CAPITULO CXXXIV

 
Cincoenta annos
 

Não lhes disse ainda, — mas digo-o agora, — que quando Virgilia descia a escada, e o official de marinha me tocava no hombro, tinha eu cincoenta annos. Era portanto a minha vida que descia pela escada abaixo, — ou a melhor parte, ao menos, uma parte cheia de prazeres, de agitações, de sustos, — capeada de dissimulação e duplicidade, — mas emfim a melhor, se devemos falar a linguagem usual. Si, porém, empregarmos outra mais sublime, a melhor parte foi a restante, como eu terei a honra de lhes dizer nas poucas paginas deste livro.

Cincoenta annos! Não era preciso confessal-o. Já se vae sentindo que o meu estylo não é tão lesto como nos primeiros dias. Naquella occasião, cessado o dialogo com o official de marinha, que enfiou a capa e saiu, confesso que fiquei um pouco triste.
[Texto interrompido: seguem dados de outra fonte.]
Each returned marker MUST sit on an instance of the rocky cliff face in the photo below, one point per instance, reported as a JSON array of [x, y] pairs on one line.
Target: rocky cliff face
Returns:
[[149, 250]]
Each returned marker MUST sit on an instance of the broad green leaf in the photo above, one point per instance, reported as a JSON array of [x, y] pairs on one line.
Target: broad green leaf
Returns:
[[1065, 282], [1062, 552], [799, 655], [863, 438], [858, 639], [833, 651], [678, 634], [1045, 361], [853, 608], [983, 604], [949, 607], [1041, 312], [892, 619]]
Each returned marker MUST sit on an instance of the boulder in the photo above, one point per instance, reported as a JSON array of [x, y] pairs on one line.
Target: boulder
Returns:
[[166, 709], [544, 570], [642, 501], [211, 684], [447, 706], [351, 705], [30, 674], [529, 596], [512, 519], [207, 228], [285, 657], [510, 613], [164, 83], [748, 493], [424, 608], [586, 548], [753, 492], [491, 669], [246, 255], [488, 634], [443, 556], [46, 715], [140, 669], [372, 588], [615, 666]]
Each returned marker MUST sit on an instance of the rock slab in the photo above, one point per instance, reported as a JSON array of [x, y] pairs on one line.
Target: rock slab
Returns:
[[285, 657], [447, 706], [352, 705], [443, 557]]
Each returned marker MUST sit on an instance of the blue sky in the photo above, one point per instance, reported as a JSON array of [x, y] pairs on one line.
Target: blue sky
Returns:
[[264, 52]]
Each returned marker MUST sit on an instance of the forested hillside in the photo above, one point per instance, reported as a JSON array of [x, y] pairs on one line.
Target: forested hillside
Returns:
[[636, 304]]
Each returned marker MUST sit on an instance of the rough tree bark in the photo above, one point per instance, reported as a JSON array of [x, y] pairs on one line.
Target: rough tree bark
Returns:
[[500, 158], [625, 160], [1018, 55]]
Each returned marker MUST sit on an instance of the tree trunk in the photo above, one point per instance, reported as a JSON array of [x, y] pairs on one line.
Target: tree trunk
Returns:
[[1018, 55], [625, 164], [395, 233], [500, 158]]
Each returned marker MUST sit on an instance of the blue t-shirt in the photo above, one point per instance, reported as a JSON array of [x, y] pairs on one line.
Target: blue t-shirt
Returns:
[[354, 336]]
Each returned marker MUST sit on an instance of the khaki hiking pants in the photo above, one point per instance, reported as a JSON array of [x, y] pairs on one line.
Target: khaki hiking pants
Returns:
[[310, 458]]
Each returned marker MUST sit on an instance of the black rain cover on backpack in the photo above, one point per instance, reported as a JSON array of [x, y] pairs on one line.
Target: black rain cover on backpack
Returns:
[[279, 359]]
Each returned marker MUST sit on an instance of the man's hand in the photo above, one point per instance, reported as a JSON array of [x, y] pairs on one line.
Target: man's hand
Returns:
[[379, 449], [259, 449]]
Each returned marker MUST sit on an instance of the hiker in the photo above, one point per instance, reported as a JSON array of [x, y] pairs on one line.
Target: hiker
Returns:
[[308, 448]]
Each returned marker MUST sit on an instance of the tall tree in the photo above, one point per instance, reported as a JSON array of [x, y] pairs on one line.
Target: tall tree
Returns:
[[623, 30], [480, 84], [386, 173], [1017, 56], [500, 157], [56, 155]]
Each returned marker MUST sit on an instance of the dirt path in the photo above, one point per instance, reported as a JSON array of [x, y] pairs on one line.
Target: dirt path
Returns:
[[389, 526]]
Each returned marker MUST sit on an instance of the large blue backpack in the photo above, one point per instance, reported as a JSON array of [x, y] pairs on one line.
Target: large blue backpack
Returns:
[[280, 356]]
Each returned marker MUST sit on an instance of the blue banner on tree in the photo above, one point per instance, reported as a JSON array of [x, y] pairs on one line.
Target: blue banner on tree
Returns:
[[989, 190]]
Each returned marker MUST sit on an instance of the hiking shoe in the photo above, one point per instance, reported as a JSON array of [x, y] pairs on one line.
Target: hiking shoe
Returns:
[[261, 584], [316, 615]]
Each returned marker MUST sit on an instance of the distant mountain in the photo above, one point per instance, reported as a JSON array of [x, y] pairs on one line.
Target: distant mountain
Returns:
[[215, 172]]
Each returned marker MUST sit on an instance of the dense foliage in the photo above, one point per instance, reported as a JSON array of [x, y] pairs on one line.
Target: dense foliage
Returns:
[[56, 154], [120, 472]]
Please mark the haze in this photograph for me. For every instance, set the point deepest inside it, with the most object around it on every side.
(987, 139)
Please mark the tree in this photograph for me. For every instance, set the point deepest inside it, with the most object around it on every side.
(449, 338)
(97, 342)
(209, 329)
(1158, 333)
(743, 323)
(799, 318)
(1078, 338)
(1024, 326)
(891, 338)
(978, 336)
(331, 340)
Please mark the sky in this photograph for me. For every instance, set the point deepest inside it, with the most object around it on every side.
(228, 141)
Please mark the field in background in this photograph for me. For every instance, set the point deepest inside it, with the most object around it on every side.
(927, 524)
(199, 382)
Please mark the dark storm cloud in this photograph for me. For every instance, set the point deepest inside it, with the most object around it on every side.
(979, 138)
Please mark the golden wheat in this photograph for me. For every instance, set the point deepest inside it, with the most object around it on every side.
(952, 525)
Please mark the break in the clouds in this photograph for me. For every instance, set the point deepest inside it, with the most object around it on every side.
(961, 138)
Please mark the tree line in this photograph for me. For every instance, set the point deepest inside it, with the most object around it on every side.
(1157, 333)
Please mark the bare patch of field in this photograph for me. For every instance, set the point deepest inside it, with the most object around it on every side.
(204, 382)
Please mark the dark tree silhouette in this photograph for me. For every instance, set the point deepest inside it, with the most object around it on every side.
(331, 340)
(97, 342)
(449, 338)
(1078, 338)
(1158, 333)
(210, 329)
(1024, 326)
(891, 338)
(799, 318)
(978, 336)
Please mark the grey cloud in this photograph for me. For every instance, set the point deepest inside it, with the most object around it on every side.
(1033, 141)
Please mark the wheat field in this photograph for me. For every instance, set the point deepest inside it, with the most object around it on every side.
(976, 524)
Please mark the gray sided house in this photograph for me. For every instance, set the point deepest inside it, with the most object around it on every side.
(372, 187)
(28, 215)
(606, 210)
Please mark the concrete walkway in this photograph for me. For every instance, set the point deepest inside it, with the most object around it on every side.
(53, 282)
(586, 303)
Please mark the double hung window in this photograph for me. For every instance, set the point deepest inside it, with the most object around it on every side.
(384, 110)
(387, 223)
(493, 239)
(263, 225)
Voltei á sala, lembrou-me dansar uma polka, embriagar-me das luzes, das flores, dos crystaes, dos olhos bonitos, e do borburinho surdo e ligeiro das conversas particulares. E não me arrependo; remocei. Mas, meia hora depois, quando me retirei do baile, ás quatro da manhã, o que é que fui achar no fundo do carro? Os meus cincoenta annos. Lá estavam elles os teimosos, não tolhidos de frio, nem rheumaticos, — mas cochillando a sua fadiga, um pouco cobiçosos de cama e de repouso. Então, — e vejam até que ponto póde ir a imaginação de um homem, com somno, — então pareceu-me ouvir de um morcego encarapitado no tejadilho: — Sr. Braz Cubas, a rejuvenescencia estava na sala, nos crystaes, nas luzes, nas sedas, — emfim, nos outros.